The next challenge is to take that next step — the Reds haven't reached the NL championship series since 1995.
"In Dusty's five seasons here, he's taken us to the postseason twice and has proven he can lead our teams to championship-caliber play on the field," owner Bob Castellini said. "He's the right manager to continue the building process that will take us deeper and deeper into the playoffs in the future."
During his first two seasons, Baker presided over the club's rebuilding from a team reliant upon homers — an offense built around Ken Griffey Jr. and Adam Dunn — to one that wins with pitching and defense.
The Reds reached the playoffs ahead of schedule in 2010, then got swept by the Phillies as their inexperience showed. They took a step back last year, when three of their five starters got hurt or became ill during spring training.

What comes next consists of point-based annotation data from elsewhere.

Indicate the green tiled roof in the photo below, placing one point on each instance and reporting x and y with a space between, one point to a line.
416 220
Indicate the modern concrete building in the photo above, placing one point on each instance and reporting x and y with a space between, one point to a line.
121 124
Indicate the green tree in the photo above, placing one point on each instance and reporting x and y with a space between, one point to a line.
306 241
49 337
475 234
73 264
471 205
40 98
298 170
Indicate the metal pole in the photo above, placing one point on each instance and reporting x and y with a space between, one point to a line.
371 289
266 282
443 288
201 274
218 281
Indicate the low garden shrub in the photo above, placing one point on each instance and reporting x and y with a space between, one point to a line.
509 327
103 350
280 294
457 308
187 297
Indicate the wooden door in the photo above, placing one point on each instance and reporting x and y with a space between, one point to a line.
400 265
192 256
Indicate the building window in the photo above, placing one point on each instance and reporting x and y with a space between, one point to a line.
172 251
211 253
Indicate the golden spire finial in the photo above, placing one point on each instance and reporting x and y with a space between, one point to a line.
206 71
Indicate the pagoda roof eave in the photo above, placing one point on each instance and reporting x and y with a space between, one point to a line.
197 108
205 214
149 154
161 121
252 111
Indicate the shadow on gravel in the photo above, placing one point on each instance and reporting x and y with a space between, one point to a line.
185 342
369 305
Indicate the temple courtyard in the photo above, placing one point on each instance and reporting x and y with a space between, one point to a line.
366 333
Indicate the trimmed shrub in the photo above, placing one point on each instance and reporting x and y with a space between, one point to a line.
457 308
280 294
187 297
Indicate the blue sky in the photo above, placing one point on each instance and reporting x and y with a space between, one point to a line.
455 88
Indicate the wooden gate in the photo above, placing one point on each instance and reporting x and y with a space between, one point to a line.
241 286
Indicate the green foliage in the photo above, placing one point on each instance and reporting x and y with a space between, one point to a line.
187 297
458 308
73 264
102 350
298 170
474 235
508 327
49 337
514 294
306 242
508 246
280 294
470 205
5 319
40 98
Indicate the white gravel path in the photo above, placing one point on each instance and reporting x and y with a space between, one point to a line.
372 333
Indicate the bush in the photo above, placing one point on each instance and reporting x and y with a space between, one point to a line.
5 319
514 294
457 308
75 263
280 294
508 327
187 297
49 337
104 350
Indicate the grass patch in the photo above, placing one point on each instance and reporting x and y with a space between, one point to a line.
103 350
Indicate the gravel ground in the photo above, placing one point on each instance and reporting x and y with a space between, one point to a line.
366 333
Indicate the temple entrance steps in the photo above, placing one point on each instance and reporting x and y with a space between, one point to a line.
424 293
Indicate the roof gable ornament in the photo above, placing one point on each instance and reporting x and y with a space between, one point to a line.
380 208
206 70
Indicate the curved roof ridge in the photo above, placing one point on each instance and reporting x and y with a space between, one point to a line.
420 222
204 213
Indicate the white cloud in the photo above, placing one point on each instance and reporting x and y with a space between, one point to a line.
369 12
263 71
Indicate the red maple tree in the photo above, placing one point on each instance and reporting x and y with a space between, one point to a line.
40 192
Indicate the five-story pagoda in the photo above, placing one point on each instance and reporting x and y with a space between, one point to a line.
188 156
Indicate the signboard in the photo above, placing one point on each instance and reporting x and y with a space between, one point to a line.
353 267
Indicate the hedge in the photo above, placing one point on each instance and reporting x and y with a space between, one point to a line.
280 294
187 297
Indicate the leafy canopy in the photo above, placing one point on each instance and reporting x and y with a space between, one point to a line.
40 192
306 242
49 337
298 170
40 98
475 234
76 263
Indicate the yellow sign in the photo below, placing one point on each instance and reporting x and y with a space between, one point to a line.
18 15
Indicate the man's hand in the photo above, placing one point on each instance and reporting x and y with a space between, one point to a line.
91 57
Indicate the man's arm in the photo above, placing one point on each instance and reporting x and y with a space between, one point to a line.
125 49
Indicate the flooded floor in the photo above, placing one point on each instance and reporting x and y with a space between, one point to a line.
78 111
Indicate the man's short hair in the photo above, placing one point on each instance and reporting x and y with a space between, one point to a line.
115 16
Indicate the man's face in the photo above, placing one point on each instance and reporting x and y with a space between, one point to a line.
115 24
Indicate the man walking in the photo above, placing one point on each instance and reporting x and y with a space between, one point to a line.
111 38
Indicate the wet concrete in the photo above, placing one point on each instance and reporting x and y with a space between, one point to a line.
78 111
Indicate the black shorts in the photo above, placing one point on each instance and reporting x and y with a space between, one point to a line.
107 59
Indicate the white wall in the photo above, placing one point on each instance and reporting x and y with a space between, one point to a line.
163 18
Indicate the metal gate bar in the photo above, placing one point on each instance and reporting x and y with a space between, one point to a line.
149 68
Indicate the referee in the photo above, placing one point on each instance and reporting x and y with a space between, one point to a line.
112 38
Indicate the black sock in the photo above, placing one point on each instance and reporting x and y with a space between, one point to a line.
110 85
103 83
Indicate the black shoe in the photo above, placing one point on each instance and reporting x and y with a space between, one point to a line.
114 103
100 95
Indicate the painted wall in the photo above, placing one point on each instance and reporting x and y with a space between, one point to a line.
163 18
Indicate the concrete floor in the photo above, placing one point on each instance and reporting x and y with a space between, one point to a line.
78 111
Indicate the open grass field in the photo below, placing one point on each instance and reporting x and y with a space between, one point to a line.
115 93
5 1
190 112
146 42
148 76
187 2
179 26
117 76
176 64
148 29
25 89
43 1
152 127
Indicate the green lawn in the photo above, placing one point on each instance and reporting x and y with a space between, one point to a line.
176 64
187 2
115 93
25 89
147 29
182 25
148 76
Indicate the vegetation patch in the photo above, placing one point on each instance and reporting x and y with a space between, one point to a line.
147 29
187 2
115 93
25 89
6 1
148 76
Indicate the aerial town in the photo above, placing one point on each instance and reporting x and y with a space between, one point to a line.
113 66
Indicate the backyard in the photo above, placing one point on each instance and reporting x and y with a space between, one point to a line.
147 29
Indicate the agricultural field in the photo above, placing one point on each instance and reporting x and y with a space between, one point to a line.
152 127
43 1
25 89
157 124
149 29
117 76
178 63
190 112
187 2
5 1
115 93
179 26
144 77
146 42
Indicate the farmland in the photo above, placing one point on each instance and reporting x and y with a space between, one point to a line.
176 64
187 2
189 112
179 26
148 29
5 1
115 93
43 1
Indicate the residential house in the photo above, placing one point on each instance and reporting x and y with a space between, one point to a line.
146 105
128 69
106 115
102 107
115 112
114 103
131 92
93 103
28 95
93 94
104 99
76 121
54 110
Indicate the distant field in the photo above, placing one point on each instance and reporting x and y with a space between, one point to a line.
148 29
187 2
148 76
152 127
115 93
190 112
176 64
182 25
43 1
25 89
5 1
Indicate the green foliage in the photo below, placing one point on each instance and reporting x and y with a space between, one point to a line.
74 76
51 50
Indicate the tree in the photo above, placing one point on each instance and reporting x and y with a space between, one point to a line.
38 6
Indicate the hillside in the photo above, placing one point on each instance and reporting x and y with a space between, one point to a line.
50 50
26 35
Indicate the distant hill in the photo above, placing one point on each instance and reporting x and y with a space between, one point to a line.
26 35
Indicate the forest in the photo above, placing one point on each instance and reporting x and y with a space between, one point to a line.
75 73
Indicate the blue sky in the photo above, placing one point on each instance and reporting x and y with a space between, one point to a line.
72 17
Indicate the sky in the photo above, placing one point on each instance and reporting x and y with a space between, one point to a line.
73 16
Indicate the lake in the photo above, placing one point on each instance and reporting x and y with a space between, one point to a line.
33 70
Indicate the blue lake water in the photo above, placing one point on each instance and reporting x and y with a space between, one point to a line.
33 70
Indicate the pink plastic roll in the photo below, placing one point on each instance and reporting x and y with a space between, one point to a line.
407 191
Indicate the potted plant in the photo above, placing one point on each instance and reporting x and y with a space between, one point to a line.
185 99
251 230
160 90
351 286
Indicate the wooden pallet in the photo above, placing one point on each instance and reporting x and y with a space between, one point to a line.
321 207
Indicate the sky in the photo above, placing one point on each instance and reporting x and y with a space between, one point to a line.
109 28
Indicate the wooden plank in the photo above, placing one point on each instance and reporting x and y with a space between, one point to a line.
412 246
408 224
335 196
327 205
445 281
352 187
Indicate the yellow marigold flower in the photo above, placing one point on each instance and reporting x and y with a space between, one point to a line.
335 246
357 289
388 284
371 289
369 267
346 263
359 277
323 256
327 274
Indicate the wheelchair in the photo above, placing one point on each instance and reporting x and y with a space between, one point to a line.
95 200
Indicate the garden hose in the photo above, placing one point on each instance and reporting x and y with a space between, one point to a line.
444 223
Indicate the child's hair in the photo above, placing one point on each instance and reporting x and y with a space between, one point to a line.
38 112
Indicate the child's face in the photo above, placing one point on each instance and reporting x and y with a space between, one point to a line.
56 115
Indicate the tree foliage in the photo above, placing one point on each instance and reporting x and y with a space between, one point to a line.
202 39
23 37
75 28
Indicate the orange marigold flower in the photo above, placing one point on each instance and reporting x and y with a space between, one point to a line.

The Reds won 97 games and the NL Central again this season and took the first two games of their division series in San Francisco. They also suffered a significant setback when 19-game winner Johnny Cueto pulled muscles in his right side during the first inning of the playoff opener, which cost Cincinnati its ace.

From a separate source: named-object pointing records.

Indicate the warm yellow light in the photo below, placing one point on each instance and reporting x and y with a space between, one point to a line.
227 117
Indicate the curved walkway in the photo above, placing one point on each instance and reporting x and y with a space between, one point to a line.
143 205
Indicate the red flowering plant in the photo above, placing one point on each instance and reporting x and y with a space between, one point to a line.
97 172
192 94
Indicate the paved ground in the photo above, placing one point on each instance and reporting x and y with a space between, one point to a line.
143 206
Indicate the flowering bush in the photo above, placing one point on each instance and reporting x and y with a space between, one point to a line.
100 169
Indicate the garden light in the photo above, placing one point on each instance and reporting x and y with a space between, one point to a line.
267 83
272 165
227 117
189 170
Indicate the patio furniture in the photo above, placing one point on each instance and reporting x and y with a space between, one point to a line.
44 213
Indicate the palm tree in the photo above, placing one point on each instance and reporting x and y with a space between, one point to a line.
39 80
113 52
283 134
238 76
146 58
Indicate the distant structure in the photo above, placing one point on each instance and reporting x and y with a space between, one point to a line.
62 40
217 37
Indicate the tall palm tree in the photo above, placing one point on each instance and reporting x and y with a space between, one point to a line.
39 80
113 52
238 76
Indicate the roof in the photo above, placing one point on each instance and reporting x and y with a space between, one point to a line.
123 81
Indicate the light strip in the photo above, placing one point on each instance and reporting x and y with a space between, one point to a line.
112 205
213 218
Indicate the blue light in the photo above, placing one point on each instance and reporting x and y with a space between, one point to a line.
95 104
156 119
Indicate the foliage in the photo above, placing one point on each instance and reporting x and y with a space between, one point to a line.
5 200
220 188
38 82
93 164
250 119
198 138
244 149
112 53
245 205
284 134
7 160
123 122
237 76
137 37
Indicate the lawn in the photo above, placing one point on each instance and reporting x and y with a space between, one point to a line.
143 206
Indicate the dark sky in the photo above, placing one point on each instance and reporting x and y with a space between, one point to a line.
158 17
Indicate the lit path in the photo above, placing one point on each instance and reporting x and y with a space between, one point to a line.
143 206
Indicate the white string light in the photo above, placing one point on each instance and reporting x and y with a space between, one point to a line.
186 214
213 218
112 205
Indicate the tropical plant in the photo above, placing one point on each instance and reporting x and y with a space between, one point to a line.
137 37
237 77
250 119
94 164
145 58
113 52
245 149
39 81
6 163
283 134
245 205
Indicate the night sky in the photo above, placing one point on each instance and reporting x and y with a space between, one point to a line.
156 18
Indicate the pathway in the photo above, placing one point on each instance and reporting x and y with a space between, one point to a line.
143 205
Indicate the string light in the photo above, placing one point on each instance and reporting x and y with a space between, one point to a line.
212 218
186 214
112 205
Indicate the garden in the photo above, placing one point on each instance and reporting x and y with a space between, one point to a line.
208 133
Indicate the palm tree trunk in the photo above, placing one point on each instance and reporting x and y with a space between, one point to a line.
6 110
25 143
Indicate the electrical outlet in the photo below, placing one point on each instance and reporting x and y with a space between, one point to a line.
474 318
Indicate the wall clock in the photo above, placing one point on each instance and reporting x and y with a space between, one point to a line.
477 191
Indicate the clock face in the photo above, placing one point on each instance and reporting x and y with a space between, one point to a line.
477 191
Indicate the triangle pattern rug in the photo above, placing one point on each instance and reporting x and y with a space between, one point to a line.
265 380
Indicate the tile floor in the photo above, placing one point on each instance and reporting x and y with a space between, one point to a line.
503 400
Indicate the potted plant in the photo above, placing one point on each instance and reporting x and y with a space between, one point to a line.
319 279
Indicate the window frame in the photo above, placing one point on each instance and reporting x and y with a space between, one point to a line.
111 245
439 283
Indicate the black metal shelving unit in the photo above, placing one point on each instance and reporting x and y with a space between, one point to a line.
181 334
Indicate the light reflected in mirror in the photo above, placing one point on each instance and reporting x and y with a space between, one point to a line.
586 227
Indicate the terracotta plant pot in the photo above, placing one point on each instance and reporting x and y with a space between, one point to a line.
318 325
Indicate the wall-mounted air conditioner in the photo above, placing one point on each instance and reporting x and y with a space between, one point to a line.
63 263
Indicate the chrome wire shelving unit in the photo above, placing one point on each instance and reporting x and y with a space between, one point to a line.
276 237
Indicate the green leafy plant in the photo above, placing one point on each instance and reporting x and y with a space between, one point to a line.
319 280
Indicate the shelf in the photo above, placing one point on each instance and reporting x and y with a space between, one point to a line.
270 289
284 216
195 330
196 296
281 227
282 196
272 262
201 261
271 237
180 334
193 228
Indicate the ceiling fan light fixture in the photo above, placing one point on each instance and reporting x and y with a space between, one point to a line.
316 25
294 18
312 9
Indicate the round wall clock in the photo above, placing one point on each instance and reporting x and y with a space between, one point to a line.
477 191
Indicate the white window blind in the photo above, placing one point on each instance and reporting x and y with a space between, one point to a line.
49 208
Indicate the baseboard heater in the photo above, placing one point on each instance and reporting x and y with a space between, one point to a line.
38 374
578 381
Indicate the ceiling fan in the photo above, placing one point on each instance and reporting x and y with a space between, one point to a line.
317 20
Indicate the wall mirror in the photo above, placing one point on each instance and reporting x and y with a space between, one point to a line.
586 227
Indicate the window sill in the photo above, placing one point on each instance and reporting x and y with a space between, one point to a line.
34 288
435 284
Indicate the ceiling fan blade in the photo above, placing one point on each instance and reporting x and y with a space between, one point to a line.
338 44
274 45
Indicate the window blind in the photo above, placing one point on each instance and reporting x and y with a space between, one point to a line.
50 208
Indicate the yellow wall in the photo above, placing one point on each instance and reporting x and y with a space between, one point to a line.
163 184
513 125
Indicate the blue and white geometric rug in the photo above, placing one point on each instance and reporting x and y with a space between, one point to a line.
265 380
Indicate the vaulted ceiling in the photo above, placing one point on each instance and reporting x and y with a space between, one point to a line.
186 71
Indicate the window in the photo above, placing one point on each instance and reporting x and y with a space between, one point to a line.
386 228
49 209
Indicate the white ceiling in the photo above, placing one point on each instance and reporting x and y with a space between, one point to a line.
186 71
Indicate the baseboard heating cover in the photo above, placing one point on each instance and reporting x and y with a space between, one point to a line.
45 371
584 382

The Reds dropped the next three at home, a devastating collapse as Baker reached the end of his deal.
"It was disheartening to have my club go through this," Baker said.
He acknowledged that he wasn't sure whether ownership would bring him back. He got his answer quickly.
Baker was hospitalized for four days in Chicago in September for an irregular heartbeat and a mini-stroke, missing the team's clinching win. He returned for the final series of the regular season and the playoffs.
Baker was a hard-hitting outfielder with the Atlanta Braves, getting his first promotion to the majors in 1966. His greatest moments as a player came with the Dodgers. He helped Los Angeles reach the World Series three times and win it in 1981. He played 19 years overall with the Braves, Dodgers, Giants and Athletics, making the All-Star game six times. He won two Silver Slugger awards and one Gold Glove.
He has set himself apart as a manager.
Baker is one of only six managers to win division titles with three teams, along with Billy Martin, Joe Torre, Tony La Russa, Lou Piniella and Davey Johnson. When the Reds got their 90th win this season, it gave him seven seasons of reaching the mark.